These caveats alone might not suffice to abandon the ordinary rule of construction. But Dewsnup’s reading of "allowed secured claim” is incompatible both with other provisions in § 1325 and with the Court’s interpretation of § 1325 in Rash and Till. Indeed, if "allowed secured claim” in § 1325 meant "allowed claims secured for state-law purposes,” as Dewsnup reads § 506(d), then cram down would seemingly be unavailable, because § 1325(a)(5) requires a debtor’s plan to distribute to a non-consenting holder of an "allowed secured claim” property on "account of such claim” the value of which "is not less than the allowed amount of such claim”. 11 U.S.C. § 1325(a)(5)(B)(ii). The "allowed amount of such [allowed secured] claim” would be equal to the amount of the claim as determined under nonbankruptcy law if "allowed secured claim” in § 1325(a)(5)(B) is understood as Dewsnup read “allowed secured claim” in § 506(d). See Dewsnup, 502 U.S. at 417, 112 S.Ct. 773 ("§ 506(d) does not allow [a debtor] to 'strip down' [a creditor's] lien [when the] claim is secured by a lien and has been fully allowed pursuant to [11 U.S.C] § 502”); see also Ryan, 725 F.3d at 625. Reading § 1325(a)(5) to preclude cram down would not only render § 1325(a)’s hanging paragraph superfluous *624but would also be inconsistent with legions of decisions addressing how cram down may be accomplished in chapter 13 cases. See, e.g., Rash, 520 U.S. at 957, 960, 117 S.Ct. 1879; Till, 541 U.S. at 468-69, 124 S.Ct. 1951; In re. Wright, 492 F.3d at 830.

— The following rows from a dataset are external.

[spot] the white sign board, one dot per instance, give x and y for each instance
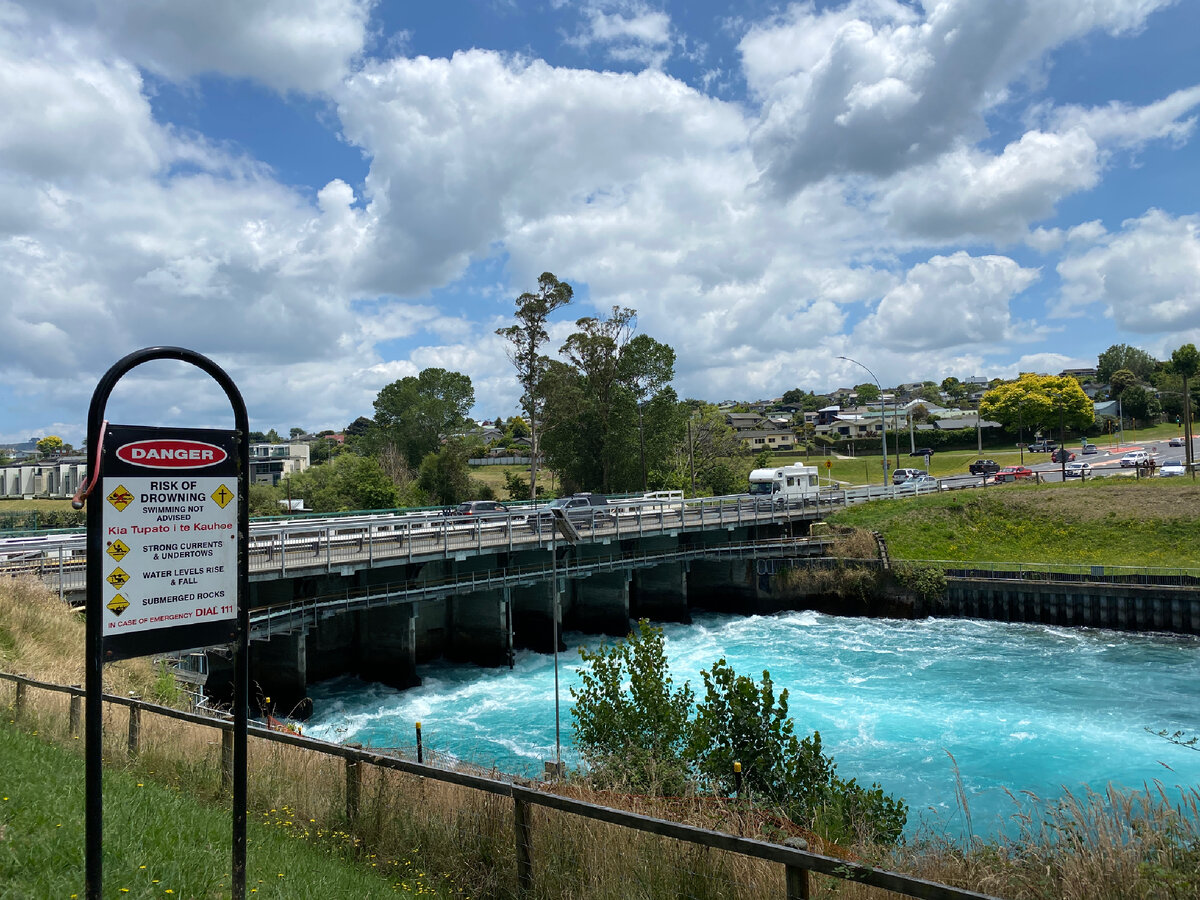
(169, 528)
(172, 546)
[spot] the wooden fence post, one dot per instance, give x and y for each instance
(523, 845)
(227, 759)
(797, 879)
(353, 785)
(76, 715)
(135, 731)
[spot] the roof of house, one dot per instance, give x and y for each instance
(966, 421)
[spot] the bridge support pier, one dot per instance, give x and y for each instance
(388, 646)
(280, 667)
(533, 624)
(661, 593)
(724, 585)
(480, 628)
(599, 604)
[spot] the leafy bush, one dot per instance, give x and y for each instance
(928, 582)
(633, 736)
(635, 729)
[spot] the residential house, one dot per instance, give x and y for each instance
(270, 462)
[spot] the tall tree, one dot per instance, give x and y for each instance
(414, 414)
(1038, 401)
(1185, 363)
(526, 340)
(955, 389)
(49, 445)
(595, 352)
(1122, 355)
(868, 393)
(646, 367)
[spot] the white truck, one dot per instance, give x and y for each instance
(785, 485)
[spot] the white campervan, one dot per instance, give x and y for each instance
(786, 484)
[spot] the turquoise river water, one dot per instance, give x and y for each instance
(1029, 708)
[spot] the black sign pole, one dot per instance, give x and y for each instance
(94, 817)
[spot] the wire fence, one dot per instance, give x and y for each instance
(517, 838)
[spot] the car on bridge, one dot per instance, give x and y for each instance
(1135, 457)
(582, 509)
(984, 467)
(1012, 473)
(1171, 467)
(480, 508)
(918, 484)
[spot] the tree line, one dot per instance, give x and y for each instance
(601, 415)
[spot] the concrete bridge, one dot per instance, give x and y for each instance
(378, 594)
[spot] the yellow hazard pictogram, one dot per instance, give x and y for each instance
(120, 498)
(222, 496)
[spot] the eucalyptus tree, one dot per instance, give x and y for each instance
(646, 367)
(526, 341)
(1185, 363)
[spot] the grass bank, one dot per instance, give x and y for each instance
(1149, 522)
(160, 841)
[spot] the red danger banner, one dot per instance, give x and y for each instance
(172, 454)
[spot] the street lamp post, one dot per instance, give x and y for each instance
(1062, 437)
(883, 415)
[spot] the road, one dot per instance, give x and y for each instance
(1108, 459)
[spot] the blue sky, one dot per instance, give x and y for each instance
(325, 196)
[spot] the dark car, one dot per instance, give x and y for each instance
(1012, 473)
(582, 509)
(984, 467)
(479, 508)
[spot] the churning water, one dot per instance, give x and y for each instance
(1021, 707)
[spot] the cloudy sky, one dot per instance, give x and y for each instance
(324, 196)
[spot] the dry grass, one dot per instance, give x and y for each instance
(1098, 845)
(42, 639)
(1145, 499)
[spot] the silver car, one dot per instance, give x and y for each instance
(1171, 467)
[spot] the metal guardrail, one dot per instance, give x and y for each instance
(282, 549)
(1068, 573)
(798, 863)
(286, 617)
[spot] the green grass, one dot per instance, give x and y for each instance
(159, 843)
(1149, 522)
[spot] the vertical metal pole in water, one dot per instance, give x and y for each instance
(553, 575)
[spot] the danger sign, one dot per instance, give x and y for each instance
(171, 532)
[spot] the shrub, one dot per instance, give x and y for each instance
(636, 730)
(928, 582)
(633, 737)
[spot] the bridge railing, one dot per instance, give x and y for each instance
(297, 612)
(282, 547)
(279, 549)
(798, 863)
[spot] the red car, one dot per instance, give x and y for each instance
(1013, 473)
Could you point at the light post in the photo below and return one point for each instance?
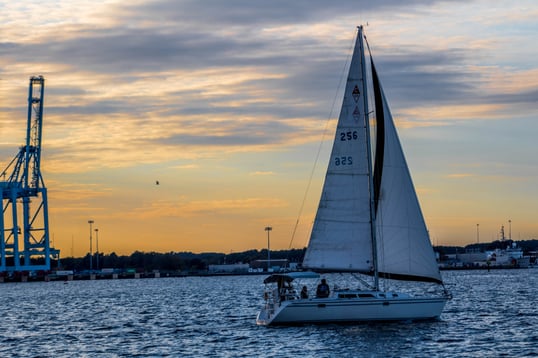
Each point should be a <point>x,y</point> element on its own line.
<point>91,264</point>
<point>268,229</point>
<point>97,248</point>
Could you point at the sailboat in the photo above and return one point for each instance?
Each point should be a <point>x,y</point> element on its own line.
<point>368,222</point>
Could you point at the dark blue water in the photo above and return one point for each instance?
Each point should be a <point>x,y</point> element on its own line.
<point>492,314</point>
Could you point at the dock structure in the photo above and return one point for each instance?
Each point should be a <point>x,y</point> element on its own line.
<point>24,227</point>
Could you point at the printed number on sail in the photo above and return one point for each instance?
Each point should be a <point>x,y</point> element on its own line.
<point>349,135</point>
<point>343,161</point>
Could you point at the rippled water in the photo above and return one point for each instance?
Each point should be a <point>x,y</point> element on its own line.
<point>492,314</point>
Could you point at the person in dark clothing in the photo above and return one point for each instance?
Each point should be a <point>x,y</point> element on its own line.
<point>304,292</point>
<point>323,289</point>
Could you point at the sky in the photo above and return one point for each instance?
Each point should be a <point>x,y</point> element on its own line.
<point>227,103</point>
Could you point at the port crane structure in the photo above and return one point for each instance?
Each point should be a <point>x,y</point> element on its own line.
<point>24,224</point>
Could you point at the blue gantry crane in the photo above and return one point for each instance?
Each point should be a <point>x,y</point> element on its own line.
<point>24,226</point>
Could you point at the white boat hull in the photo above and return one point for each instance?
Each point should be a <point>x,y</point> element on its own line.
<point>346,310</point>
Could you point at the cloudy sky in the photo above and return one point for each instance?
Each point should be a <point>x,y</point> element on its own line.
<point>225,103</point>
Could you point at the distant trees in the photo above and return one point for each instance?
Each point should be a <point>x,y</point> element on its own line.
<point>191,262</point>
<point>174,261</point>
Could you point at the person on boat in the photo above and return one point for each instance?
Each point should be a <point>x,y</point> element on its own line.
<point>304,292</point>
<point>323,289</point>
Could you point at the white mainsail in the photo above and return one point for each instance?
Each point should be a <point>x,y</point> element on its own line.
<point>342,231</point>
<point>403,244</point>
<point>368,221</point>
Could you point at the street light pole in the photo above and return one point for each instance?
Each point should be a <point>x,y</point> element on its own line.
<point>97,248</point>
<point>268,229</point>
<point>91,257</point>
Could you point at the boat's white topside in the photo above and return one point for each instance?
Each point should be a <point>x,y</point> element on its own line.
<point>351,306</point>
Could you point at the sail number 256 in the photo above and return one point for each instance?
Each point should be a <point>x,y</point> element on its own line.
<point>343,160</point>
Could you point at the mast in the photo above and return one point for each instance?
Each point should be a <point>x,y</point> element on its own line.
<point>370,167</point>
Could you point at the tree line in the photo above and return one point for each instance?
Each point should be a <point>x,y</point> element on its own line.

. HUD also cites Colbourne v. Ocwen (In re Colbourne), No. 12-14722, 2013 WL 5789159 (11th Cir. Oct. 29, 2013), in support of the proposition that a chapter 13 plan cannot permanently modify creditors' rights unless the debtor receives a discharge. Colboume involves a debtor's attempt to cram down a creditor’s claims that were secured by first-priority mortgage liens on two different investment properties. Because the claims were secured by first-priority liens that attached to value in the properties, the creditor held two “allowed secured claim[s]" for purposes of §§ 506(a) and 1325(a)(5). As a result, § 1325(a)(5)(B)(i)(I) required the debt- or’s chapter 13 plan to provide that the creditor retain its liens until discharge or repayment of the underlying debts as determined by nonbankruptcy law. Id. at *1-2. Thus, like Lilly, Colboume is inapplicable to this case because it involved claims whose treatment in the debtor’s chapter 13 plan were governed by § 1325(a)(5).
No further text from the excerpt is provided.